Organisations can change this by making complaints visibly safe and meaningful.
That might include:
Stating clearly that raising concerns will not affect future care
Offering anonymous or third-party reporting options
Publishing “You said, we did” summaries to show that feedback leads to change
When complaints are reframed as protected listening spaces rather than problems to manage, they can quickly become a powerful source of insight and help tackle stigma at its core.
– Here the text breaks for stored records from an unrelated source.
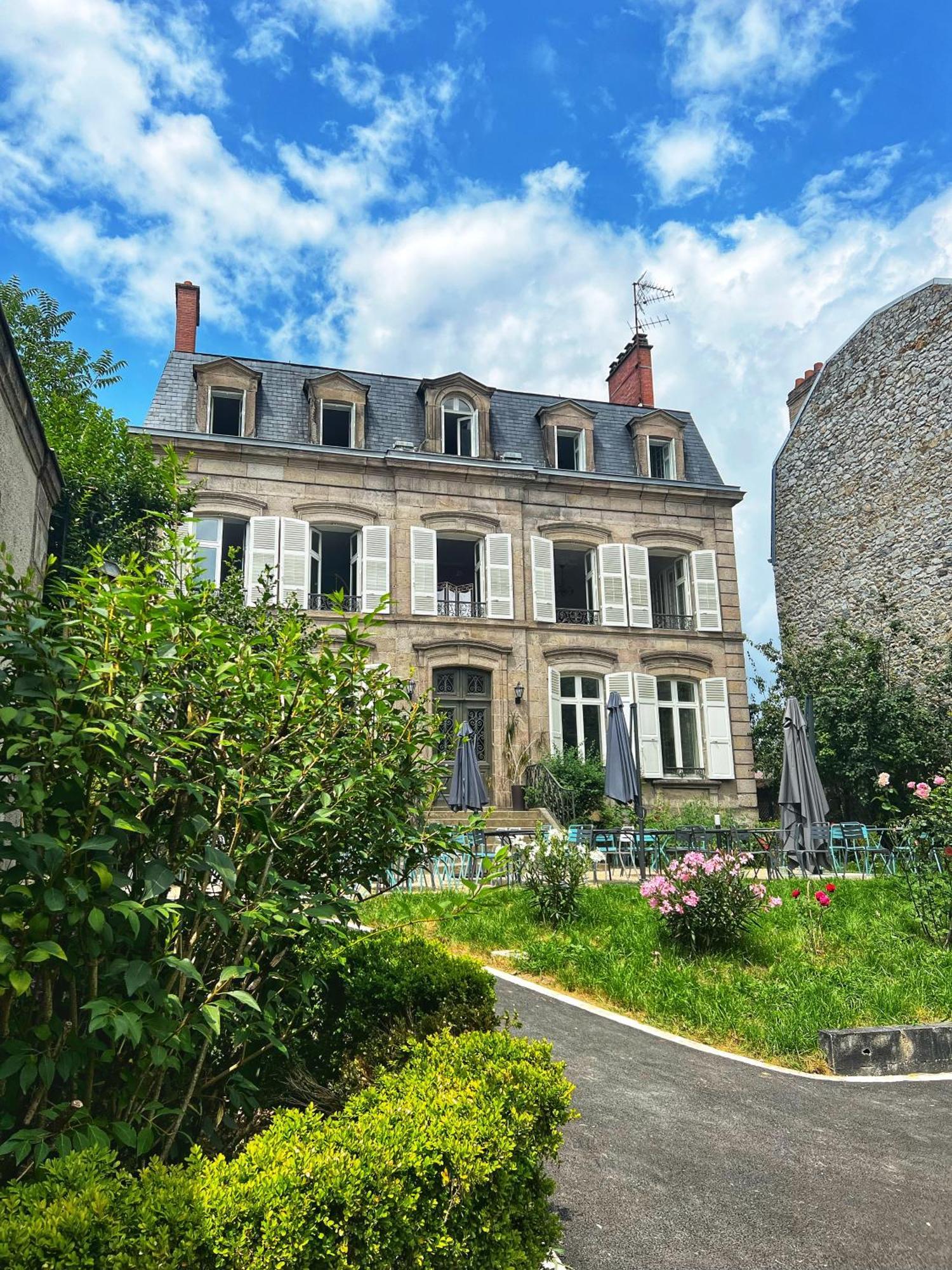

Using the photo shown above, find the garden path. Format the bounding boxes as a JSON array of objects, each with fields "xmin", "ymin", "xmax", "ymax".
[{"xmin": 496, "ymin": 979, "xmax": 952, "ymax": 1270}]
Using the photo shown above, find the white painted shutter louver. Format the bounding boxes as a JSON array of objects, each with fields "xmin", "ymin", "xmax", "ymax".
[
  {"xmin": 410, "ymin": 525, "xmax": 437, "ymax": 617},
  {"xmin": 278, "ymin": 516, "xmax": 311, "ymax": 608},
  {"xmin": 701, "ymin": 679, "xmax": 734, "ymax": 781},
  {"xmin": 632, "ymin": 674, "xmax": 664, "ymax": 779},
  {"xmin": 531, "ymin": 538, "xmax": 561, "ymax": 622},
  {"xmin": 548, "ymin": 667, "xmax": 562, "ymax": 754},
  {"xmin": 691, "ymin": 551, "xmax": 721, "ymax": 631},
  {"xmin": 598, "ymin": 542, "xmax": 628, "ymax": 626},
  {"xmin": 625, "ymin": 542, "xmax": 651, "ymax": 626},
  {"xmin": 360, "ymin": 525, "xmax": 390, "ymax": 613},
  {"xmin": 245, "ymin": 516, "xmax": 279, "ymax": 605},
  {"xmin": 482, "ymin": 533, "xmax": 513, "ymax": 617}
]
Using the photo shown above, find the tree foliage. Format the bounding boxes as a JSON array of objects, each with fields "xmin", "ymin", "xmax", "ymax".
[
  {"xmin": 0, "ymin": 277, "xmax": 190, "ymax": 577},
  {"xmin": 751, "ymin": 615, "xmax": 952, "ymax": 820},
  {"xmin": 0, "ymin": 535, "xmax": 462, "ymax": 1162}
]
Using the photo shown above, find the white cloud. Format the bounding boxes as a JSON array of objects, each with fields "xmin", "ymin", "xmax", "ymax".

3. Implement real-time or digital micro-feedback
Healthcare isn’t the only sector that relies on feedback. Retail and service industries show that feedback collected immediately after an interaction (such as the Net Promoter Score, which measures customer satisfaction) produces higher response rates. Short recall windows reduce memory bias and capture emotion while it’s still fresh, and could even lead to more specific, actionable insights than surveys conducted weeks or months later.
The same logic applies in healthcare.
Instead of relying solely on annual patient experience surveys, consider complementing them with real-time micro-feedback:
One question sent within 24 hours of an appointment via text or WhatsApp message
A short prompt such as “Did you feel heard today?” or “Would you return to this service and why?”
Open text fields, not just rating scales
When designed well, digital micro-feedback isn’t about replacing deeper qualitative work. It’s about strengthening it by capturing insight at the point it matters most, and also making patients feel heard.